Dear DU community members,

This week, U.S. News & World Report released its annual “Best National University” rankings. You can read more details about these rankings here, but I want to directly address the news that, for the 2024 list, the University of Denver fell to the 124th slot. This is disappointing to many of us because that ranking does not reflect the exceptional educational experience we offer, nor the quality of our faculty, who are internationally recognized thought-leaders in their fields.

The U.S. News & World Report’s Best National Universities Ranking is just one of several high-profile higher education ranking systems, and each is imperfect at capturing the holistic value of any institution. Moreover, a recent study by Art and Science Group shows that, while rankings remain an important piece of information, they are not the only factors prospective students consider in their decision-making process.

Why Our Ranking Changed

While U.S. News changes the methodology of the ranking systems regularly and without advance warning to universities, this year represented a significant change and one that particularly favors public state universities. U.S. News has altered their methodology in multiple ways this year, but one change in particular has made an impact on DU’s ranking: number of classes with fewer than 20 students is no longer considered. Small class sizes allow the personalized learning and mentorship that is essential to who we are as an institution and which are well-understood to result in stronger learning outcomes. As well, U.S. News no longer considers the percent of faculty who hold a terminal degree--another area where DU has earned points toward our final score in the past. At DU, our thought-leaders are in the classroom, directly teaching our students and involving them in their research. U.S. News acknowledges these changes have an outsize negative impact on private institutions and tend to favor larger, state universities.  

Our Scores Improved

While our ranking has changed, our overall score, tallied from 1 to 100, has improved since the past year. We share the 124th ranking slot with nine other institutions, and even though our score has improved, the drop in rankings is the result of more institutions earning a higher score due to the metric adjustments.  

We also received higher scores compared to the past year in the following categories:

Pell grant graduation rate

Graduation rate performance

Student-to-faculty ratio

Faculty salaries  

Other Changes

U.S. News made other changes emphasizing social mobility and inclusivity. One of these considers how many Pell-Grant eligible and first-generation students are at an institution, which we at DU see as a positive change. They have also stopped taking alumni giving into consideration. DU would only suggest these measures are included in addition to metrics we know improve student experiences and outcomes, like small class sizes.
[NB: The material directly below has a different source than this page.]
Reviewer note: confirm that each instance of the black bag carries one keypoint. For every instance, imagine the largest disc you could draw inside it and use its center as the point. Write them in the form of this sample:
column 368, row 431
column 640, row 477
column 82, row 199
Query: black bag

We don’t believe this year’s methodology fully reflects our values because it excludes components that directly impact the student experience in the classroom—the very heart and soul of an education. We will continue to evaluate how U.S. News adjusts their methodology in the future. And even as we aim to rank highly, DU will continue to center the student experience and the quality of education we offer, and we thank all our faculty members, in particular, who are so critical in this endeavor.